# Screws or Nails for Aluminum Soffits/Fascia?



## joshhemming

I'm a homeowner planning on installing white aluminum soffits and fascia myself. I saw a YouTube video of a guy using square head stainless steel (I think!) screws to secure his aluminum. Is this a viable alternative to stainless steel nails?

I'll be doing most of the job without an assistant. It seems like using the square head screws and a cordless drill driver would be easier than trying to nail it up. 

Any downsides to using screws? Are they driven in to where they just lightly touch the aluminum? Is 1 1/2" long enough?


----------



## PatChap

I regularly use 5/8" screws for soffit. They are labeled as soffit screws at the supplier, they aren't stainless but shouldnt get wet anyway.
I


----------



## joshhemming

Thanks. Wow, I would have thought they'd be longer.

Do you use stainless screws for the fascia, since they DO get wet? 

Do you put a couple of screws into the face of the fascia at the corner wraparound overlaps?




PatChap said:


> I regularly use 5/8" screws for soffit. They are labeled as soffit screws at the supplier, they aren't stainless but shouldnt get wet anyway.
> I


----------



## firehawkmph

Use stainless trim nails for the fascia. Get one of the drivers like the one I linked below. Makes it easy, it holds the nail and keeps you from hitting the fascia with your hammer if you slip. Just set the nails til they touch. Don't beat the heck out of them. 
http://www.toolbarn.com/malco-tnp3s.html?gclid=CKypx9qn58sCFQepaQodN14Hgg&ad=54712189574

Mike Hawkins:smile:


----------



## PatChap

+1 on the stainless trim nails shot from a pea shooter.
Prepunch the holes with a siding punch as well.

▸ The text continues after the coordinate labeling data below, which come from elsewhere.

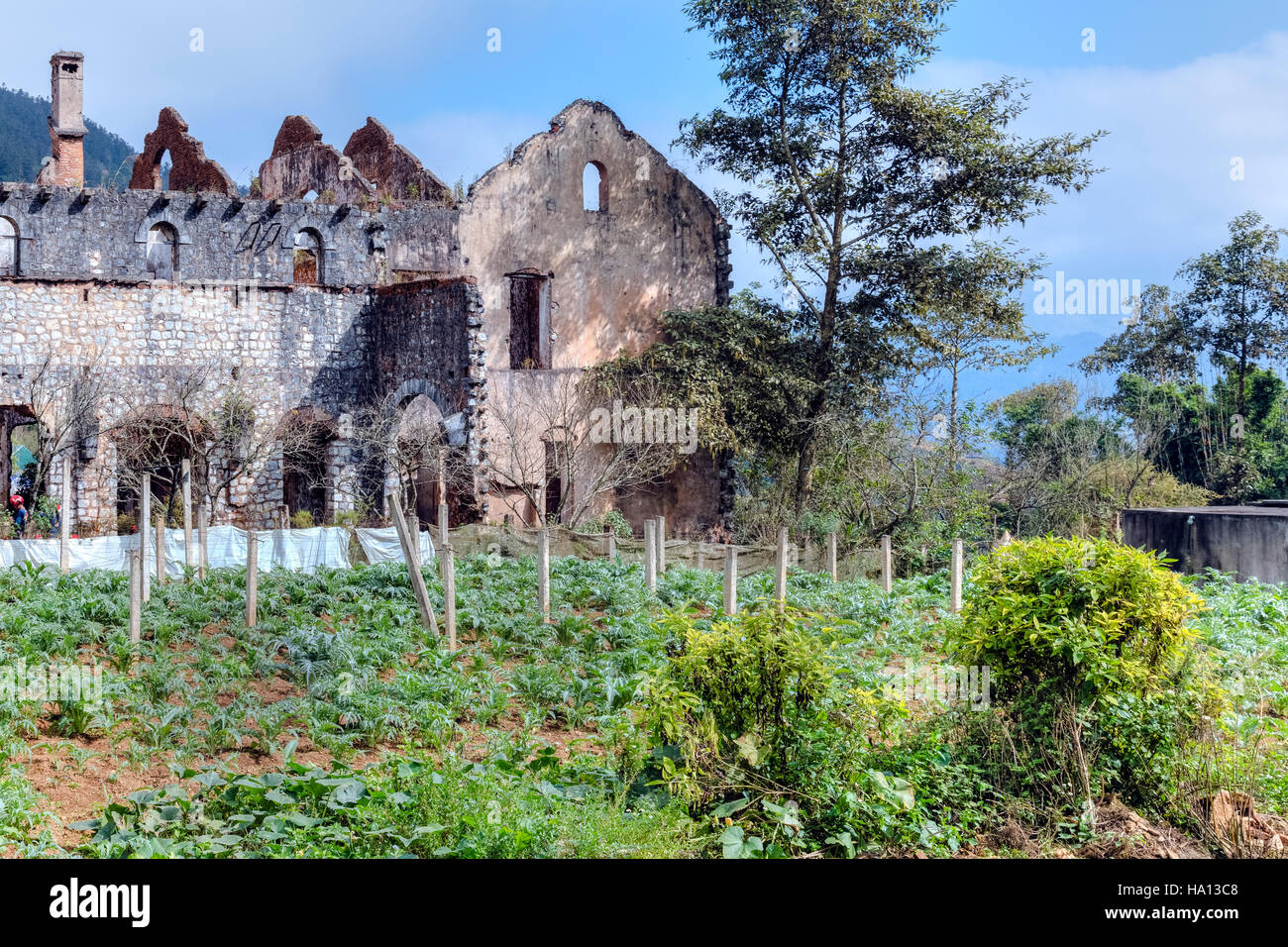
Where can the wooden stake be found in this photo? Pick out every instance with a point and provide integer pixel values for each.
(64, 518)
(202, 528)
(442, 497)
(146, 530)
(449, 565)
(544, 573)
(252, 579)
(956, 578)
(160, 549)
(651, 554)
(887, 566)
(661, 545)
(136, 595)
(189, 552)
(411, 553)
(781, 569)
(730, 579)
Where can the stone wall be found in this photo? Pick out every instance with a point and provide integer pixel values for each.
(655, 243)
(65, 234)
(410, 292)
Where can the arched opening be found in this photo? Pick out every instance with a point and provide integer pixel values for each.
(8, 248)
(420, 454)
(308, 258)
(529, 321)
(593, 187)
(307, 436)
(20, 455)
(558, 467)
(156, 440)
(162, 252)
(161, 170)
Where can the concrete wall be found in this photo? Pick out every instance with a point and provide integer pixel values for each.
(1249, 541)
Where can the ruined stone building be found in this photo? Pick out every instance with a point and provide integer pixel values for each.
(347, 278)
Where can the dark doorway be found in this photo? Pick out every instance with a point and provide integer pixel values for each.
(555, 471)
(527, 304)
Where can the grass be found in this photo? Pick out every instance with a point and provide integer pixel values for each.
(336, 728)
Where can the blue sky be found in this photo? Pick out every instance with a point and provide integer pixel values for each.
(1181, 85)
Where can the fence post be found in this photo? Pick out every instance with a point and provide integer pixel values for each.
(442, 497)
(252, 579)
(189, 557)
(202, 527)
(544, 573)
(145, 521)
(447, 560)
(411, 553)
(651, 554)
(887, 566)
(730, 579)
(160, 528)
(781, 569)
(136, 595)
(956, 578)
(64, 519)
(661, 545)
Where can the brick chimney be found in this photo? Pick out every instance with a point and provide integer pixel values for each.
(65, 125)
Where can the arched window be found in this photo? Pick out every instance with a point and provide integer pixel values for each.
(162, 252)
(308, 258)
(307, 436)
(161, 170)
(8, 248)
(593, 187)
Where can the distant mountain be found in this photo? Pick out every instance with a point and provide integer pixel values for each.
(25, 144)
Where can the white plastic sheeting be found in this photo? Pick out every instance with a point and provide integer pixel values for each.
(226, 547)
(382, 545)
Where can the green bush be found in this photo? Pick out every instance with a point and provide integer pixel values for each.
(609, 521)
(1093, 667)
(756, 727)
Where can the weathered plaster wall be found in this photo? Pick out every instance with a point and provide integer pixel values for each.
(657, 243)
(393, 308)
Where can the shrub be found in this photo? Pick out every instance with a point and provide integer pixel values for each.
(755, 724)
(609, 521)
(1091, 661)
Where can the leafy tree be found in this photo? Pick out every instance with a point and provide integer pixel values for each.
(850, 174)
(973, 320)
(1236, 296)
(1159, 342)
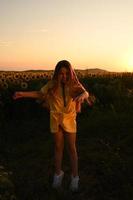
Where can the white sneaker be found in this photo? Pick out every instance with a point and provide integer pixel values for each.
(74, 183)
(57, 181)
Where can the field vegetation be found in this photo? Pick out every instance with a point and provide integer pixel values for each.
(104, 140)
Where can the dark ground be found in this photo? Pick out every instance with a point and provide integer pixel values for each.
(104, 142)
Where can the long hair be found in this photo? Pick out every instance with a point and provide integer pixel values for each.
(75, 86)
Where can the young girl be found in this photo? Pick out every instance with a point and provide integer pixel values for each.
(63, 95)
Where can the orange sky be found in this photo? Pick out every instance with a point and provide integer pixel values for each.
(36, 34)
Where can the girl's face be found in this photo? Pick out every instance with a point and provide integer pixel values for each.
(63, 75)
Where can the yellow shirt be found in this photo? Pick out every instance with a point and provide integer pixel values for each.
(60, 115)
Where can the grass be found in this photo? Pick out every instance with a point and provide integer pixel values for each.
(104, 143)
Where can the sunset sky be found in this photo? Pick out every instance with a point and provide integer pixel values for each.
(36, 34)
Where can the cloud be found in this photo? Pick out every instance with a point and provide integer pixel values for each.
(5, 43)
(38, 31)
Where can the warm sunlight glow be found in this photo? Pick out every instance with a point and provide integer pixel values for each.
(130, 64)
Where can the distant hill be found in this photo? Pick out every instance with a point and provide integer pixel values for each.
(92, 71)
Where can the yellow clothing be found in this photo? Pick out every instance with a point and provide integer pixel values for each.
(60, 115)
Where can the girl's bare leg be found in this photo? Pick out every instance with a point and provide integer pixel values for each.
(71, 141)
(59, 146)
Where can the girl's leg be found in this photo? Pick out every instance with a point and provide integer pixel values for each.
(71, 142)
(59, 146)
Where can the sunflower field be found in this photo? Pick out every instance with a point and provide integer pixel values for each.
(104, 140)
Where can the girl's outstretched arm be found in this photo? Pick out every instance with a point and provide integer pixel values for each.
(30, 94)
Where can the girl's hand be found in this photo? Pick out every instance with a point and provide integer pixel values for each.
(18, 95)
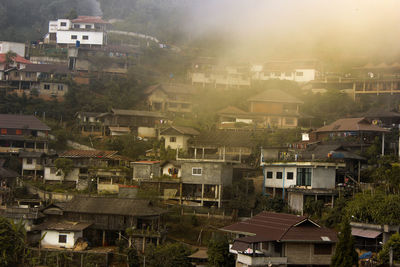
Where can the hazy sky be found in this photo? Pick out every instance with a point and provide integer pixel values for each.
(305, 28)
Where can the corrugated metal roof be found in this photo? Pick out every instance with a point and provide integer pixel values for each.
(275, 96)
(142, 113)
(180, 130)
(270, 226)
(112, 206)
(365, 233)
(351, 125)
(29, 122)
(88, 154)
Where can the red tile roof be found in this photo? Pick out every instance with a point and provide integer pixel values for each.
(270, 226)
(17, 59)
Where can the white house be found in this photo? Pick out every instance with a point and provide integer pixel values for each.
(176, 137)
(62, 234)
(298, 71)
(87, 30)
(18, 48)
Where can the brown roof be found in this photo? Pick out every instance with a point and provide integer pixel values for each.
(29, 122)
(89, 19)
(351, 125)
(141, 113)
(171, 88)
(232, 110)
(180, 130)
(270, 226)
(113, 206)
(63, 226)
(49, 68)
(88, 154)
(274, 96)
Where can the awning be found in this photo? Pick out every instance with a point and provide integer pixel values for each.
(365, 233)
(240, 246)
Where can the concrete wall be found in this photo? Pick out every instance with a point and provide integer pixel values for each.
(51, 238)
(296, 201)
(95, 38)
(181, 141)
(147, 132)
(72, 176)
(18, 48)
(212, 173)
(323, 177)
(279, 183)
(303, 253)
(169, 165)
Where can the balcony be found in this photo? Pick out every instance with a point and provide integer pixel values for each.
(260, 260)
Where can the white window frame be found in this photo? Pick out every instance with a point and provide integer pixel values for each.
(197, 173)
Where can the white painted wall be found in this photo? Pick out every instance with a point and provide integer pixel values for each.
(72, 176)
(51, 238)
(95, 38)
(280, 183)
(181, 141)
(170, 165)
(18, 48)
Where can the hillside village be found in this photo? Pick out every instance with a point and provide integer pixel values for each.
(104, 158)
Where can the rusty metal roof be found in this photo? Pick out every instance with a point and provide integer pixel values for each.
(270, 226)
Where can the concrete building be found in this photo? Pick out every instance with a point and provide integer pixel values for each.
(18, 48)
(278, 239)
(83, 31)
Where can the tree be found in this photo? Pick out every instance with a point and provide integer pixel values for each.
(394, 244)
(12, 243)
(168, 255)
(218, 253)
(345, 254)
(65, 165)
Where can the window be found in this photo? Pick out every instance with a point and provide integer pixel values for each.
(303, 177)
(196, 171)
(322, 249)
(289, 121)
(62, 238)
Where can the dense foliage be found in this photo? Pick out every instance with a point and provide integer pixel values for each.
(345, 254)
(12, 243)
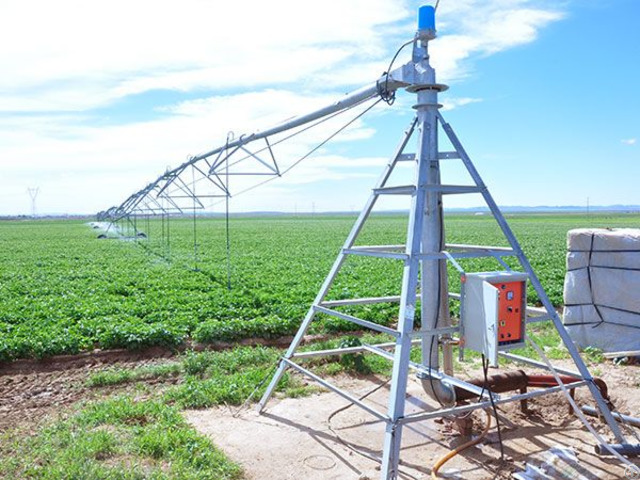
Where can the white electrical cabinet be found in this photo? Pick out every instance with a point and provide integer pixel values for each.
(493, 312)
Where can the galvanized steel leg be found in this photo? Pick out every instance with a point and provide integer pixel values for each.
(349, 242)
(524, 262)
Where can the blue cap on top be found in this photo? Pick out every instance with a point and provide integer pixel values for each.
(426, 18)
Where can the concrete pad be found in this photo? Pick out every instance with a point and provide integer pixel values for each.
(321, 437)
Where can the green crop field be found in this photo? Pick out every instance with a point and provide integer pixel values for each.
(62, 290)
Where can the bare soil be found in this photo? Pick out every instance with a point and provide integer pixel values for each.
(321, 437)
(318, 438)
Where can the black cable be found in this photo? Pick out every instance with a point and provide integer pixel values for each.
(438, 305)
(387, 96)
(195, 233)
(485, 371)
(226, 215)
(306, 155)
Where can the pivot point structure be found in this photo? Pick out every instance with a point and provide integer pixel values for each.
(493, 315)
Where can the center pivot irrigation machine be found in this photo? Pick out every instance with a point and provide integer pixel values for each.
(493, 312)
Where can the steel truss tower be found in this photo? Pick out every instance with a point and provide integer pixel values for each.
(425, 255)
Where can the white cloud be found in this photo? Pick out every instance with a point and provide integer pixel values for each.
(247, 64)
(485, 28)
(454, 102)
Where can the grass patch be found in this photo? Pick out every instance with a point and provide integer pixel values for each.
(119, 438)
(119, 376)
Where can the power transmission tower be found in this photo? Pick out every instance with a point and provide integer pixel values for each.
(33, 194)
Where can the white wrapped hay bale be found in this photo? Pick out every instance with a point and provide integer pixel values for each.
(602, 288)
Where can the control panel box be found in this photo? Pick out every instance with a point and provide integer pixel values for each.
(493, 312)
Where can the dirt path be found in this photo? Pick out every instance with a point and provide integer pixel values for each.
(32, 390)
(321, 438)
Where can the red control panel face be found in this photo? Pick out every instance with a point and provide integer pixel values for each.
(510, 311)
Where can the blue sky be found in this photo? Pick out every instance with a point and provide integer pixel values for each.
(98, 98)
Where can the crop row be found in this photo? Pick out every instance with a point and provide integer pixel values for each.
(62, 290)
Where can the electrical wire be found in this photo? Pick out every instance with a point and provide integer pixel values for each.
(445, 458)
(575, 406)
(306, 155)
(390, 97)
(350, 445)
(485, 371)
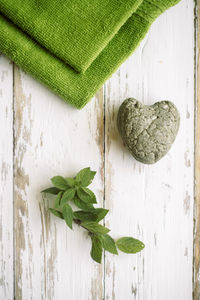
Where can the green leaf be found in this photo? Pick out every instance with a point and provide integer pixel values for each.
(56, 213)
(94, 227)
(86, 195)
(85, 177)
(82, 205)
(68, 214)
(60, 182)
(57, 200)
(101, 213)
(108, 243)
(67, 196)
(129, 245)
(96, 251)
(85, 215)
(52, 190)
(70, 181)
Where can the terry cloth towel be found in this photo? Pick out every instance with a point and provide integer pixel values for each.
(74, 46)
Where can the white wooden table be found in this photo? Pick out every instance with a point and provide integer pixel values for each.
(42, 136)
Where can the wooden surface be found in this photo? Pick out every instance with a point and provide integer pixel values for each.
(42, 136)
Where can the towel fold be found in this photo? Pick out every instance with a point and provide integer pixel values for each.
(74, 46)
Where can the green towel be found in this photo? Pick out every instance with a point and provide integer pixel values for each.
(74, 57)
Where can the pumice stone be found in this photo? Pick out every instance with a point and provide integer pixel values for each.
(148, 131)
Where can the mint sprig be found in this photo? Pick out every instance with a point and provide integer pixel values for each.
(75, 190)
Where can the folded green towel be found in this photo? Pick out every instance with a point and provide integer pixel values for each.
(31, 39)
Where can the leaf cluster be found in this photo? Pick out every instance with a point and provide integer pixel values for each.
(75, 190)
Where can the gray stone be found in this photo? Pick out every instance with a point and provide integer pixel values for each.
(148, 131)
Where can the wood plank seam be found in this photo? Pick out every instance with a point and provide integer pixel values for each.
(196, 251)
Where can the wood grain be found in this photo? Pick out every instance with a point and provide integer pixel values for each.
(53, 138)
(197, 164)
(6, 179)
(41, 259)
(154, 203)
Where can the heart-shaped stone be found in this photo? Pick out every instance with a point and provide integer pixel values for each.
(148, 131)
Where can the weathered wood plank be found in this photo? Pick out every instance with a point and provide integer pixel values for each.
(6, 179)
(197, 165)
(52, 138)
(154, 203)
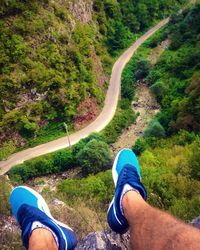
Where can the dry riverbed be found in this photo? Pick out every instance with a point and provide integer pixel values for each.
(147, 107)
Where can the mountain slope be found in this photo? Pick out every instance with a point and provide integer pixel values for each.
(55, 60)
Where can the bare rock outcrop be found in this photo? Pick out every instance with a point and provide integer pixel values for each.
(106, 240)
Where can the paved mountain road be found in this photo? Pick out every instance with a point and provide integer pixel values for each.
(97, 125)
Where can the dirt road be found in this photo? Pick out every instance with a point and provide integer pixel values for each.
(97, 125)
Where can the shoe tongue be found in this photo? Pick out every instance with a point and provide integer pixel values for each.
(27, 215)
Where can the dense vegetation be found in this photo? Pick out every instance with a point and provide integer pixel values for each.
(49, 60)
(169, 155)
(174, 80)
(170, 166)
(91, 154)
(167, 174)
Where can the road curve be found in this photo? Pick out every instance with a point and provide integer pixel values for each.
(97, 125)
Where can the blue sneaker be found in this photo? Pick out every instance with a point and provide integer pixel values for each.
(126, 170)
(29, 206)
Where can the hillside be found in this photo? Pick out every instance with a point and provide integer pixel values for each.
(55, 62)
(77, 182)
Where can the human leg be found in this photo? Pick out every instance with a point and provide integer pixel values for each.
(150, 227)
(36, 222)
(42, 239)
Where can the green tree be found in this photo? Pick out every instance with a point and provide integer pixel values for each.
(142, 69)
(5, 190)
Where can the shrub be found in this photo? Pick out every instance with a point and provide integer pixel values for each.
(5, 190)
(194, 161)
(159, 90)
(142, 69)
(94, 157)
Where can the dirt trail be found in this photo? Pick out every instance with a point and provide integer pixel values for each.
(101, 121)
(147, 106)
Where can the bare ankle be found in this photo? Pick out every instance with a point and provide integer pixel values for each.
(132, 201)
(42, 239)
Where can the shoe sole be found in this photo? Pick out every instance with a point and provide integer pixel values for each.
(42, 205)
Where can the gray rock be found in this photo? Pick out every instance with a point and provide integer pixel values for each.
(106, 240)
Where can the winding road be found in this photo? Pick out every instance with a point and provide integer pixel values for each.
(97, 125)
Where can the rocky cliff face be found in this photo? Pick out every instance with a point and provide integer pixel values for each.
(109, 240)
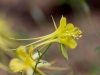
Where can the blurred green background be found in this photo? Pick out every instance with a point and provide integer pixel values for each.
(32, 18)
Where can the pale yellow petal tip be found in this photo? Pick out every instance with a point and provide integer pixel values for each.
(31, 48)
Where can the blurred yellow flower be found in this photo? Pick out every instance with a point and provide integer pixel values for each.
(27, 63)
(5, 33)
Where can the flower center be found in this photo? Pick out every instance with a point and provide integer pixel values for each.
(75, 33)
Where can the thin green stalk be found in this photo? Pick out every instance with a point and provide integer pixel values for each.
(73, 70)
(40, 58)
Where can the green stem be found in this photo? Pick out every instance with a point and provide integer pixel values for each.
(2, 66)
(40, 58)
(21, 72)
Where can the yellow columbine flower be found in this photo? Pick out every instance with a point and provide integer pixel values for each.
(5, 33)
(27, 63)
(65, 34)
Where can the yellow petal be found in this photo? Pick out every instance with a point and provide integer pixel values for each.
(64, 52)
(69, 42)
(31, 50)
(21, 52)
(36, 55)
(54, 23)
(43, 63)
(62, 22)
(29, 71)
(69, 26)
(55, 68)
(40, 72)
(16, 65)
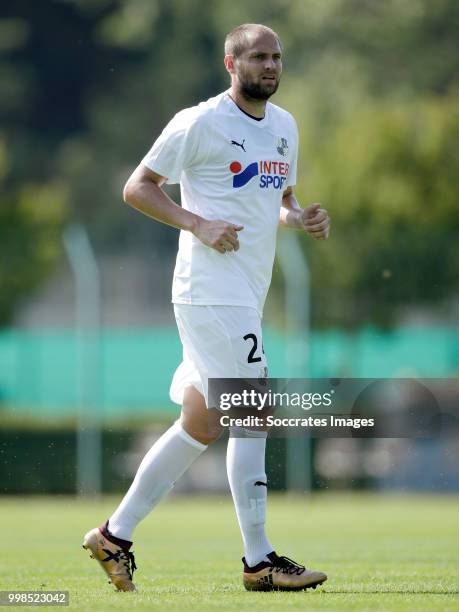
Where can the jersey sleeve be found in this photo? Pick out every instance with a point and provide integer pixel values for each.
(179, 147)
(291, 179)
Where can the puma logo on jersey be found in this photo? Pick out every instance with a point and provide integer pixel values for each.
(239, 144)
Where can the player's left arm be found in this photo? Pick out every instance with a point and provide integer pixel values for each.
(313, 219)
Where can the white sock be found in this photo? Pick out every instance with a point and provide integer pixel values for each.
(245, 462)
(161, 467)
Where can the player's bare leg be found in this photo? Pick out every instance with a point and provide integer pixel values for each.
(161, 467)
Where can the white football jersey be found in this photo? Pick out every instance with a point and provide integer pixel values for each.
(233, 168)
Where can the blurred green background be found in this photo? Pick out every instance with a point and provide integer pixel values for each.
(86, 87)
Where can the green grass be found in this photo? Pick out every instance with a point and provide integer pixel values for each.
(380, 552)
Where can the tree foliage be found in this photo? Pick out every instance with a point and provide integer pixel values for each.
(88, 84)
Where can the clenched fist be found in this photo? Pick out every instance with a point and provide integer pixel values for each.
(219, 235)
(315, 221)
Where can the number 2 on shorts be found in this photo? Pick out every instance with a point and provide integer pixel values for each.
(253, 350)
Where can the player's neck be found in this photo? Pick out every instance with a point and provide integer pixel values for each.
(256, 108)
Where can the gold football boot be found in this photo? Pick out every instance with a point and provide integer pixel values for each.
(280, 574)
(113, 555)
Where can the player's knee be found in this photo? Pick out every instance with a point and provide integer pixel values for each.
(205, 431)
(205, 436)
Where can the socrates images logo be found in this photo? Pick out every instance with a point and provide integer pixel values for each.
(272, 173)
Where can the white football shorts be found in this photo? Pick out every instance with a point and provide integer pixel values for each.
(218, 342)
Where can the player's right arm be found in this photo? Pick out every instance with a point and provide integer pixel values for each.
(143, 191)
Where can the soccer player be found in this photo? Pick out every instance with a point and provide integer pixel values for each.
(235, 156)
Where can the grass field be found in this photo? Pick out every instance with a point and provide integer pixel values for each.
(380, 552)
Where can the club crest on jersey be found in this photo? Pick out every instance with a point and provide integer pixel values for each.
(272, 173)
(282, 146)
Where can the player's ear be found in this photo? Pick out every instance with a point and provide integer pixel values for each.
(229, 63)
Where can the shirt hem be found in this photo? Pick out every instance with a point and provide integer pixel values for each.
(215, 302)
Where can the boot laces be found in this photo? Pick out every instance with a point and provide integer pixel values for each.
(288, 566)
(128, 562)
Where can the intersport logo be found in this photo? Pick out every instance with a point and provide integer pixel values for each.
(272, 173)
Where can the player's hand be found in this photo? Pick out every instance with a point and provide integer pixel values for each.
(218, 235)
(315, 221)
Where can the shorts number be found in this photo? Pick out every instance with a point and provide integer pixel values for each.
(251, 358)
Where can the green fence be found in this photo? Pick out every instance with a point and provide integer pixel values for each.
(39, 370)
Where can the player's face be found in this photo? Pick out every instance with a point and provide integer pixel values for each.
(258, 68)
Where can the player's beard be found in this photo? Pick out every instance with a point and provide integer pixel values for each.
(256, 90)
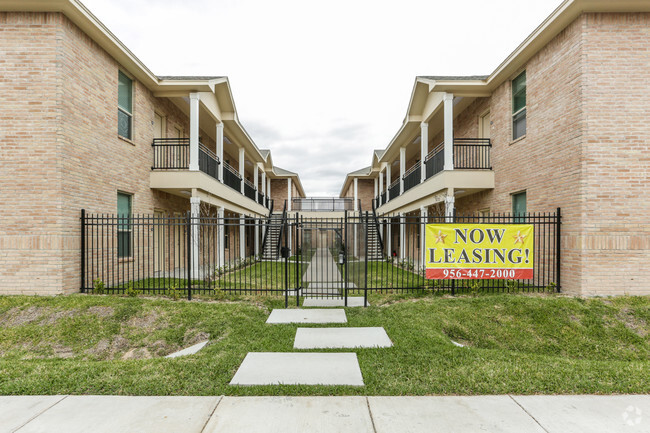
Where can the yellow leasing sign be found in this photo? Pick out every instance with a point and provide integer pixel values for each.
(479, 251)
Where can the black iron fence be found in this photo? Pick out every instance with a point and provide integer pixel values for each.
(333, 258)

On the screws, 5/8 is plenty long enough, as most soffit is around .019 thick. You can use the pea shooter for the soffit as well, but screws are a bit more user friendly.


----------



## Yodaman

good info here guys, anything visible gets pre-drilled (or punched), I do leave my SS nails just shy of flush. (maybe a 1/32) Just enough to 1.) not bend the alum out of shape by indenting, and 2.) keeps the hammer face of the metal. 
Never tried the pea shooter but I am sure it would save the fingers starting those small nails.


----------